I would like to tell you how this story ends. But the point of the story is that I don’t know. None of us do. It’s better if you know just what I know now. That right now, we are alive (and I am still very attached to that as a good thing). I don’t know quite how we will pay our bills, and I don’t know how much we can pare back our already frugal lifestyle. In our affordable Midwestern town, rent would cost about as much as our mortgage. Even if we can get our kids on state health insurance, they might not thrive as well if it doesn’t cover the kinds of medical care and occupational therapy that helped them thrive under private insurance. Or maybe they won’t be eligible for state insurance, and we’ll end up paying a third of my salary out of pocket to pay for their insurance and health care, taking money out of our retirement fund to do so, and never being able to save for our kids to go to college, or retire ourselves.
I don’t know, so I can’t tell you. I’m staying here, right here in this messy moment. I’m giving up hope “that there’s somewhere better to be, that there’s someone better to be . . . At every turn we realize once again that it’s completely hopeless — we can’t get any ground under our feet.” But that’s okay, because I’m learning that “the only time we ever know what’s really going on is when the rug’s been pulled out and we can’t find anywhere to land.”
It’s a long week: a friend is fired for reasons outside her control. I find out that an acquaintance’s husband is fleeing his father’s death and his responsibilities to his wife and four children by having an affair. Eric’s grandmother is being moved to a nursing home.

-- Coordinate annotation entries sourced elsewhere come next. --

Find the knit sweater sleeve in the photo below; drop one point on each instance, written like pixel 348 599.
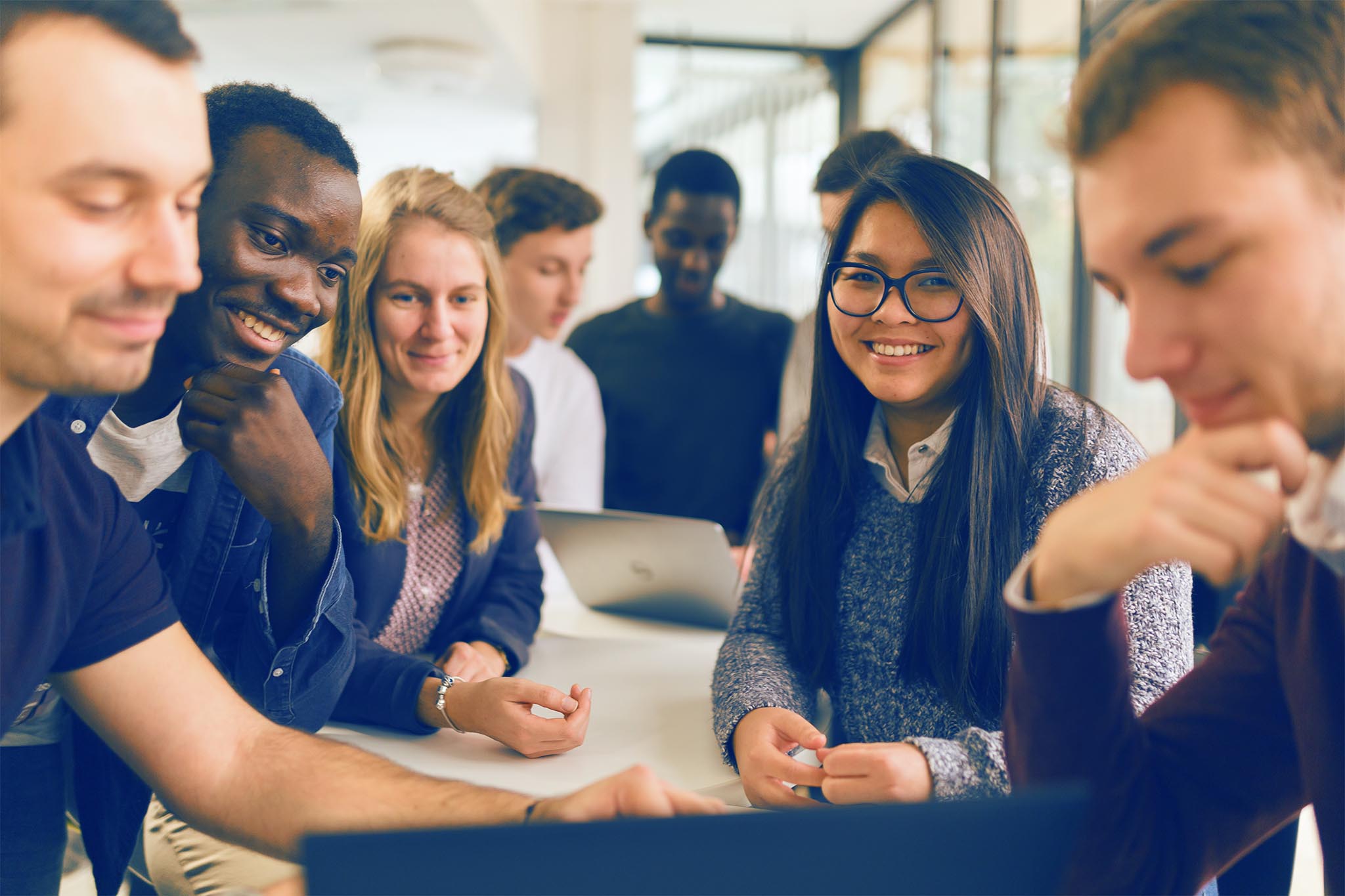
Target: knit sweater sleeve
pixel 1082 446
pixel 753 668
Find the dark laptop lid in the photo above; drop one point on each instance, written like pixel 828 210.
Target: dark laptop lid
pixel 1009 845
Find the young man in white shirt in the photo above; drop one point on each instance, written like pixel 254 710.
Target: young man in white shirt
pixel 544 224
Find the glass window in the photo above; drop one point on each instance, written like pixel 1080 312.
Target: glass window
pixel 894 78
pixel 962 95
pixel 1039 54
pixel 774 116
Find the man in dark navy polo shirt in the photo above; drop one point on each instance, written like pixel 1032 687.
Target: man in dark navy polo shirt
pixel 105 155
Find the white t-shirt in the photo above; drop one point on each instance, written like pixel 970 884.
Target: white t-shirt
pixel 571 433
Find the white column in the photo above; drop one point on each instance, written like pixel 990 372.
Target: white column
pixel 585 108
pixel 579 56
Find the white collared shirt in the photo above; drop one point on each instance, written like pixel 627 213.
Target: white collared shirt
pixel 920 457
pixel 1315 516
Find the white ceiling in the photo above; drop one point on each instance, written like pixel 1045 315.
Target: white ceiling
pixel 323 50
pixel 820 23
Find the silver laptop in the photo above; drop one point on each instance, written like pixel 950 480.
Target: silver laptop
pixel 662 567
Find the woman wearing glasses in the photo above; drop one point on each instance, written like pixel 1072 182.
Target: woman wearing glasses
pixel 934 450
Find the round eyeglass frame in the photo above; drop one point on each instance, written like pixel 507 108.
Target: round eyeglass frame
pixel 888 282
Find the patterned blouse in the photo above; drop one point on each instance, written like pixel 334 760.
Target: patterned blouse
pixel 433 559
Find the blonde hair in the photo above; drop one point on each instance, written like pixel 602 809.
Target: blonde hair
pixel 1282 62
pixel 475 423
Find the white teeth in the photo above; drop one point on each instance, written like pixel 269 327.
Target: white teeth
pixel 261 328
pixel 899 351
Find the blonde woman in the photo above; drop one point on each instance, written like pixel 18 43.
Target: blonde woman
pixel 435 488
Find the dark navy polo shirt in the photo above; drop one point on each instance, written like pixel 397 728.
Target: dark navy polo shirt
pixel 78 575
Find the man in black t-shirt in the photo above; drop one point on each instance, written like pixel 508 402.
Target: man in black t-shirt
pixel 690 377
pixel 105 154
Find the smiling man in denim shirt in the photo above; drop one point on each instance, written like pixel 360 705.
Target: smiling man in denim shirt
pixel 227 449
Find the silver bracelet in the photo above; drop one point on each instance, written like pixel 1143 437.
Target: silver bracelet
pixel 439 703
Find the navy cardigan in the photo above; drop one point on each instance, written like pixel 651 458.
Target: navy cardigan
pixel 496 598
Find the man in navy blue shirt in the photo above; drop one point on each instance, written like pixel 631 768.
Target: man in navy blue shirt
pixel 106 155
pixel 237 469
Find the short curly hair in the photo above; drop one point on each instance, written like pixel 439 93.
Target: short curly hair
pixel 527 200
pixel 236 108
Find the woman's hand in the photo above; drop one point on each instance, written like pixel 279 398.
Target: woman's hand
pixel 502 710
pixel 762 744
pixel 876 773
pixel 472 661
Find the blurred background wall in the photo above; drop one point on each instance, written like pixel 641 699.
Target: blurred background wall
pixel 604 91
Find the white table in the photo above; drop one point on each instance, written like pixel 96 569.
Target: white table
pixel 651 704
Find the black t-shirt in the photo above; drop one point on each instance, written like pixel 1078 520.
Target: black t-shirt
pixel 688 403
pixel 78 576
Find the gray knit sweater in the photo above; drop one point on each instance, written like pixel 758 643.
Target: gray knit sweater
pixel 1078 445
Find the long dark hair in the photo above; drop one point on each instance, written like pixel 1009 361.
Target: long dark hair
pixel 971 517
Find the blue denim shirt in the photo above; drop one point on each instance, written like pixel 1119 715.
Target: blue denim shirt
pixel 215 562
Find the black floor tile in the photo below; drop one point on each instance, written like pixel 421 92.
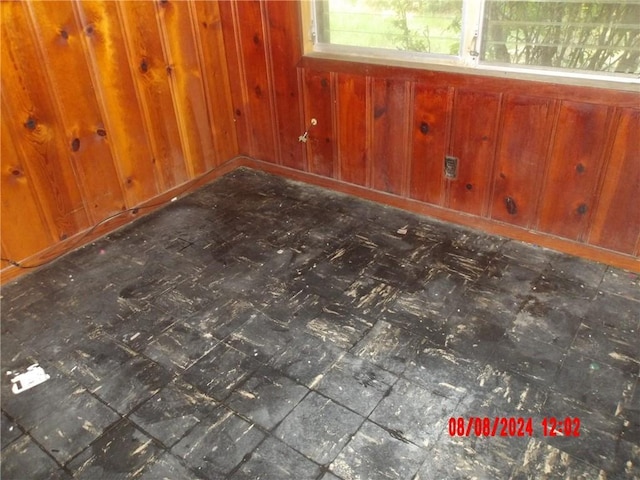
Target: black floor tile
pixel 24 459
pixel 373 453
pixel 262 328
pixel 179 347
pixel 220 371
pixel 356 384
pixel 414 414
pixel 169 467
pixel 120 453
pixel 274 459
pixel 217 447
pixel 10 431
pixel 318 428
pixel 307 359
pixel 266 397
pixel 173 412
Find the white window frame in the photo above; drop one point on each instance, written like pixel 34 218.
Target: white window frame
pixel 465 62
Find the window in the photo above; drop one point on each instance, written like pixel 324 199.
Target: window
pixel 597 38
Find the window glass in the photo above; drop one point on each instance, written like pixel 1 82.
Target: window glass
pixel 410 25
pixel 584 37
pixel 597 36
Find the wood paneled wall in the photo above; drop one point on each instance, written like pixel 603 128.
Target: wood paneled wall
pixel 112 105
pixel 105 106
pixel 554 164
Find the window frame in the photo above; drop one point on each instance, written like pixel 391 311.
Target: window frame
pixel 464 62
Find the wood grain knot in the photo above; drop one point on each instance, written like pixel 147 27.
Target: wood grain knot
pixel 31 123
pixel 510 203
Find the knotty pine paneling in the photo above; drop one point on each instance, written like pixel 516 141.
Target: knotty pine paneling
pixel 473 139
pixel 18 190
pixel 244 27
pixel 105 106
pixel 30 115
pixel 112 77
pixel 351 107
pixel 389 135
pixel 318 100
pixel 67 73
pixel 150 90
pixel 215 75
pixel 616 221
pixel 283 30
pixel 430 139
pixel 520 160
pixel 568 195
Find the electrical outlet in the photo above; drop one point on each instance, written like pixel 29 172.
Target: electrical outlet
pixel 450 166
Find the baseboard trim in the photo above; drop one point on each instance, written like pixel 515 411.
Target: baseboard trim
pixel 589 252
pixel 563 245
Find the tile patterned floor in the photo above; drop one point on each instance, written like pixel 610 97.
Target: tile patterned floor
pixel 264 329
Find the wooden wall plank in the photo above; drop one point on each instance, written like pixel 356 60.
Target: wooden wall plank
pixel 251 89
pixel 473 139
pixel 569 192
pixel 66 71
pixel 524 131
pixel 389 142
pixel 216 76
pixel 616 221
pixel 430 137
pixel 318 104
pixel 284 29
pixel 178 36
pixel 112 77
pixel 24 226
pixel 32 122
pixel 151 85
pixel 351 131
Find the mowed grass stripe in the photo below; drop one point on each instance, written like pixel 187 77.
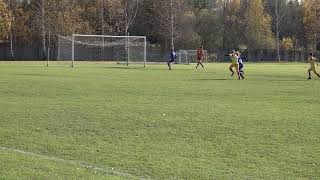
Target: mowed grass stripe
pixel 266 126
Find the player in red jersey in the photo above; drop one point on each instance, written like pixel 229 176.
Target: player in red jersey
pixel 200 56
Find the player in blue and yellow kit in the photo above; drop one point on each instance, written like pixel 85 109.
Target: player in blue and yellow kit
pixel 313 65
pixel 240 65
pixel 234 63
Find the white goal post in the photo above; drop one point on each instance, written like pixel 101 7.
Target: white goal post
pixel 189 56
pixel 122 49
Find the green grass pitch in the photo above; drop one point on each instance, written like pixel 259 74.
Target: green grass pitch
pixel 100 121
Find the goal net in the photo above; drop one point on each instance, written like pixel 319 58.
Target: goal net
pixel 120 49
pixel 189 56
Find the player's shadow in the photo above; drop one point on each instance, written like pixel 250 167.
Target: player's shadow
pixel 124 67
pixel 212 79
pixel 285 80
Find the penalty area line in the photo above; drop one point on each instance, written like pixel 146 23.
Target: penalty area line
pixel 107 171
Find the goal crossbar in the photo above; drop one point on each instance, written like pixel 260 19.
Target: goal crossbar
pixel 126 41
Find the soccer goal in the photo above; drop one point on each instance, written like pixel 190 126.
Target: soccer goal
pixel 189 56
pixel 101 48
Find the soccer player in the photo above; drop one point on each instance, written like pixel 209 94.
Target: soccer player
pixel 241 65
pixel 172 58
pixel 200 57
pixel 313 64
pixel 234 63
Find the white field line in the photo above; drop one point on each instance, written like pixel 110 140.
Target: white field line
pixel 107 171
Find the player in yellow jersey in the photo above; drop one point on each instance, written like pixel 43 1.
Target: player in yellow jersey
pixel 234 63
pixel 313 64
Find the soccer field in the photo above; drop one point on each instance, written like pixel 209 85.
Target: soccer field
pixel 104 121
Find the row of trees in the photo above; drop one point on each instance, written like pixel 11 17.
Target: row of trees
pixel 216 24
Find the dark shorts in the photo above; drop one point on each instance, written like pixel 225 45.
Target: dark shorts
pixel 241 67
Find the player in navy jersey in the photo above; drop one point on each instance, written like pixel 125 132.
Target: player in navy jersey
pixel 172 58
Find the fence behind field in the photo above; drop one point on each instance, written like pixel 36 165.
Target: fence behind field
pixel 24 51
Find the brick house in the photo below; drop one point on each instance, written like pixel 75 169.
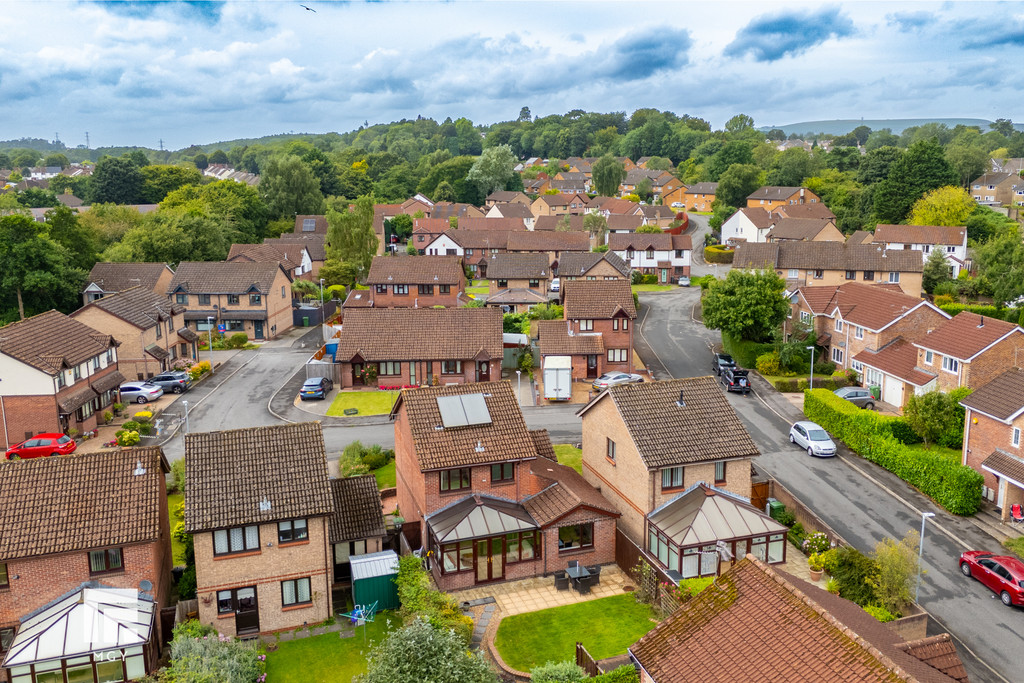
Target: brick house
pixel 605 307
pixel 646 443
pixel 406 346
pixel 254 298
pixel 113 278
pixel 258 505
pixel 151 331
pixel 77 523
pixel 58 374
pixel 485 496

On Friday night, we usually have take-out pizza and watch a movie, but this week, we’ll eat leftovers and watch an old favorite, Toy Story. We lie on the rug in front of the television together, couch cushions thrown on the floor for pillows, blankets pulled to our chins against the unseasonably cold spring evening. The boys lie on each side of me, cradling their heads against my shoulders. Eric, lying on the other side of our older son, touches his feet to mine under the blanket. I watch and doze, pleased to feel sleepy for once.
“You can’t fly,” Woody taunts, fearful of being displaced as Favorite Toy by the obtuse but lovable Buzz.
“Can,” Buzz says. He leaps from the edge of the bed, lands on a rubber ball and bounces up onto a plastic car racing track. He slides down, doing a loop-de-loop and landing in a perfect gymnastic plant.
“That’s not flying,” Woody sneers, “That’s falling with style.”
I laugh, delighted to hear my own situation summed up so precisely. The rug has been pulled out from under me again, and I’ve given up hope of being able to get ground under my feet, much less fly. I’m just trying to fall with style.